Nouhoum Kobéna

Personal information
- Full name: Nouihoum Kobenan
- Date of birth: 5 January 1985 (age 40)
- Place of birth: Parakou, Benin
- Height: 1.84 m (6 ft 1⁄2 in)
- Position(s): Midfielder

Team information
- Current team: KTP

Youth career
- 2001–2003: Energie FC

Senior career*
- Years: Team / Apps / (Gls)
- 2004: Energie FC / 28 / (2)
- 2005–2007: AS Bamako / 53 / (16)
- 2008–2009: Djoliba AC / ? / (?)
- 2009–2012: Al Medina Tripoli / ? / (?)
- 2012–2014: KTP / 68 / (14)

International career^{‡}
- 2006–: Benin / 19 / (1)

= Nouhoum Kobéna =

Beninese footballer (born 1985)

Nouihoum Kobenan (born 5 January 1985 in Parakou) is a Beninese retired football player who last played for Kotkan Työväen Palloilijat in Finland.

== Career ==
He began his career with Energie FC and signed in 2005 with Malien Premiere Division club AS Bamako, he won with the team also in his first season the Malien Cup.

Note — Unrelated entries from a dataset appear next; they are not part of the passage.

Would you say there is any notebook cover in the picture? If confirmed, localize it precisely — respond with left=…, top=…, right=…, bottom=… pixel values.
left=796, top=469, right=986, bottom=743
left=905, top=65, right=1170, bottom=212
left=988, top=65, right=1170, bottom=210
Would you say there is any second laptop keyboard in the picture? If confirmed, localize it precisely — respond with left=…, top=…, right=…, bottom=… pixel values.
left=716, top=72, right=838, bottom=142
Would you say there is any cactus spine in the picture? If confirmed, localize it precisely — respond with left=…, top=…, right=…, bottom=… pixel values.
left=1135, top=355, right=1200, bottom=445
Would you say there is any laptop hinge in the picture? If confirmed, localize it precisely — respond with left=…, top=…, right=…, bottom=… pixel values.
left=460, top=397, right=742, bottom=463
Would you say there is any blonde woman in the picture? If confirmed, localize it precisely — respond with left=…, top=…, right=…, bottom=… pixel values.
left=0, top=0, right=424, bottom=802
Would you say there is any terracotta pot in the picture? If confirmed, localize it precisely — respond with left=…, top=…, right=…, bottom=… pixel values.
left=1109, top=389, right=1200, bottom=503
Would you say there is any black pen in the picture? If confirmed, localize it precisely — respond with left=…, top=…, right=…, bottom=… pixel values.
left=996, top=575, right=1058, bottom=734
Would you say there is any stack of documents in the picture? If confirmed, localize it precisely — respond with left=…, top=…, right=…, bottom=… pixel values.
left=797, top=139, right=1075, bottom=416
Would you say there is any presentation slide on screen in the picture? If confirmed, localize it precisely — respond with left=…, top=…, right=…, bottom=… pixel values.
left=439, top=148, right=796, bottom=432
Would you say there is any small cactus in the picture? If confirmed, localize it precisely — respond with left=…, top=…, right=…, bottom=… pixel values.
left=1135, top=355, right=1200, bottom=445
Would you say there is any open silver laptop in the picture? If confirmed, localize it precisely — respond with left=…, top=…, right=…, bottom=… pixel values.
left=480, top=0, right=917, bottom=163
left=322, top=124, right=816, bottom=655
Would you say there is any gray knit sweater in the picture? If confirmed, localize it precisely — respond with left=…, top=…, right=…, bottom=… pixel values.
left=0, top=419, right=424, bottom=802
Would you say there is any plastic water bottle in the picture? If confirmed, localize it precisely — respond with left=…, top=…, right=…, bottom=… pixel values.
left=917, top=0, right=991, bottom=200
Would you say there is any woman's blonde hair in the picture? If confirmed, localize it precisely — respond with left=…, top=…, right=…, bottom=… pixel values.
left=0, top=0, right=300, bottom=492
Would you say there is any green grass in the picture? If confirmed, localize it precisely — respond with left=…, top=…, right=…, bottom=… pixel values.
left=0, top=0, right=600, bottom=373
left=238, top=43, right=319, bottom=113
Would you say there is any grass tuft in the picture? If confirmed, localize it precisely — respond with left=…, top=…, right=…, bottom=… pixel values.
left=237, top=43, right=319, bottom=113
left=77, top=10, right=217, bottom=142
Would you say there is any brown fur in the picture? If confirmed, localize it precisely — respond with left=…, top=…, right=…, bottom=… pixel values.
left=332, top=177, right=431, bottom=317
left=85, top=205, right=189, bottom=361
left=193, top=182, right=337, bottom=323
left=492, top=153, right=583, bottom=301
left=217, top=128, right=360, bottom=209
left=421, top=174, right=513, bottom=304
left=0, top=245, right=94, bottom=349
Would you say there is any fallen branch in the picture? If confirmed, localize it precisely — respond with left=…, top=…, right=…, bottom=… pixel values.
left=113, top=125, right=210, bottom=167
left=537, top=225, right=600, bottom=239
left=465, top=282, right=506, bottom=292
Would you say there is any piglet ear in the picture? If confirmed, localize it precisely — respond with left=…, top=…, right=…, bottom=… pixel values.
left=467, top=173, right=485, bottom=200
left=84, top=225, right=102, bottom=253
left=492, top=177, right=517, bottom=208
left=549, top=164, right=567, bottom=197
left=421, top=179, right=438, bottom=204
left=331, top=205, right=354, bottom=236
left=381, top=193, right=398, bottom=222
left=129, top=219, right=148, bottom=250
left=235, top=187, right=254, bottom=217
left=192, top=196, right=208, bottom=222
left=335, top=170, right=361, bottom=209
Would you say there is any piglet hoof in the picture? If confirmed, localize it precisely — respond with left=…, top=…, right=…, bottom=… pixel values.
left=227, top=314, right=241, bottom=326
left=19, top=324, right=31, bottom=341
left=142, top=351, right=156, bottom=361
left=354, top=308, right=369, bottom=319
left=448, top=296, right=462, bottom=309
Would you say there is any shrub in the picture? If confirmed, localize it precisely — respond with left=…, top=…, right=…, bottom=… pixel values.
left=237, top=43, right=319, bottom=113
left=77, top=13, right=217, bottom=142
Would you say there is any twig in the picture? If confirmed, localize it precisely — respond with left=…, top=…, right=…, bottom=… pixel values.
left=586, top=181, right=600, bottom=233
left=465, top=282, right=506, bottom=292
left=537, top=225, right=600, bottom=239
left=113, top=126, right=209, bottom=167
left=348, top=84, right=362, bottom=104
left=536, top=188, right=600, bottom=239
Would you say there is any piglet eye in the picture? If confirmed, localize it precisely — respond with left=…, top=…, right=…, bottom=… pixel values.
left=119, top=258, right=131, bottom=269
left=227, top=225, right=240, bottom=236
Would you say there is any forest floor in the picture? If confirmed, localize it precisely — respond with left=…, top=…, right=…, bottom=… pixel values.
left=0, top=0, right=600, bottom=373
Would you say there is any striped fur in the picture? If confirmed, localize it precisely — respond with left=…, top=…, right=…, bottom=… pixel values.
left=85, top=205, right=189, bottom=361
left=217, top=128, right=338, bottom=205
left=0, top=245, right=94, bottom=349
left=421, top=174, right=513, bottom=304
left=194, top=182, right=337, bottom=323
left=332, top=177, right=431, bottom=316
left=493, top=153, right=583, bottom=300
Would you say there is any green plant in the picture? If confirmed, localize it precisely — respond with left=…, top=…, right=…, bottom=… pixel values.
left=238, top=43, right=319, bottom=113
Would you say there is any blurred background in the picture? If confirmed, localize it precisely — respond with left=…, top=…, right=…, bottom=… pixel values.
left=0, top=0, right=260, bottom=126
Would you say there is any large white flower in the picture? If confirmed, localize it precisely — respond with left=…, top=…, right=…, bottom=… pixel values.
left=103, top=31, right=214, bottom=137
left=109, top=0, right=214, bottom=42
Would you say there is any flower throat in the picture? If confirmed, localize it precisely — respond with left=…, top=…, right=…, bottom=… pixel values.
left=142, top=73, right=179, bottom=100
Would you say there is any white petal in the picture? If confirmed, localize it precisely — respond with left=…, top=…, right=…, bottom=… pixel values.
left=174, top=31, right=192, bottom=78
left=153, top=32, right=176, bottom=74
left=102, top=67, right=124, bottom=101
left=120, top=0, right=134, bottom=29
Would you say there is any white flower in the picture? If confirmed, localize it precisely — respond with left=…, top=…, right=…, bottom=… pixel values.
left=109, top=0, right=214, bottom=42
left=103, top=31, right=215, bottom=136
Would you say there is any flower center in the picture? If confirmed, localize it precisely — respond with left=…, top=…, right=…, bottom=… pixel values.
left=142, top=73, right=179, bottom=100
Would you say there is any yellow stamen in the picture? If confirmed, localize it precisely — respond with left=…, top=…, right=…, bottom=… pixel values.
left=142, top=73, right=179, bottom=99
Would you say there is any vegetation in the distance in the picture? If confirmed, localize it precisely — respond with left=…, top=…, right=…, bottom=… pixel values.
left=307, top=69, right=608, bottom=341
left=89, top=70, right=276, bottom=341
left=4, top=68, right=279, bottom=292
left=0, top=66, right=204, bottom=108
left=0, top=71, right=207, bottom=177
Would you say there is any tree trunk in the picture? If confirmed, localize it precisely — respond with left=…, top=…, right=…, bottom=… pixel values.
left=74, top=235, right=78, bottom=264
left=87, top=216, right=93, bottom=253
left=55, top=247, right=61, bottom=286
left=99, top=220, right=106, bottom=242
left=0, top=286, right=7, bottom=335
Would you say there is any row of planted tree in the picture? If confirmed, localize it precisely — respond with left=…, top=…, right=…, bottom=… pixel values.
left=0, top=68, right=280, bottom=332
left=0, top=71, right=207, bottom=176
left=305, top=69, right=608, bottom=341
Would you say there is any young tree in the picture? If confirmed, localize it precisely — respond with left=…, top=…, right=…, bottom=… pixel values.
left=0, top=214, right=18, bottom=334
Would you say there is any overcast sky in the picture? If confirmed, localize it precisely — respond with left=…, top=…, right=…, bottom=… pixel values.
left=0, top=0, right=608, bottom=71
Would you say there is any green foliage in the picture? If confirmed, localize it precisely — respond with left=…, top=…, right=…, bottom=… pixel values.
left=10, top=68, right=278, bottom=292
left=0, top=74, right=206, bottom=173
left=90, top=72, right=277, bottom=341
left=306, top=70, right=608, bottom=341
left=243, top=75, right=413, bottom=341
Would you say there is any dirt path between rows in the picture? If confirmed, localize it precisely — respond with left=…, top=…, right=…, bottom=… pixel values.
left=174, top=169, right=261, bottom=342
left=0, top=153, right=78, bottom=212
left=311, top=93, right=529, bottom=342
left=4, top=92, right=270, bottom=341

After two years with AS Bamako joined in Winter 2007 to League and city rival Djoliba AC, here won in his first season the league Malien Première Division.

In 2012, he moved to Finnish club Kotkan Työväen Palloilijat.

== International ==
Koubena began his career for his homeland Benin in 2006.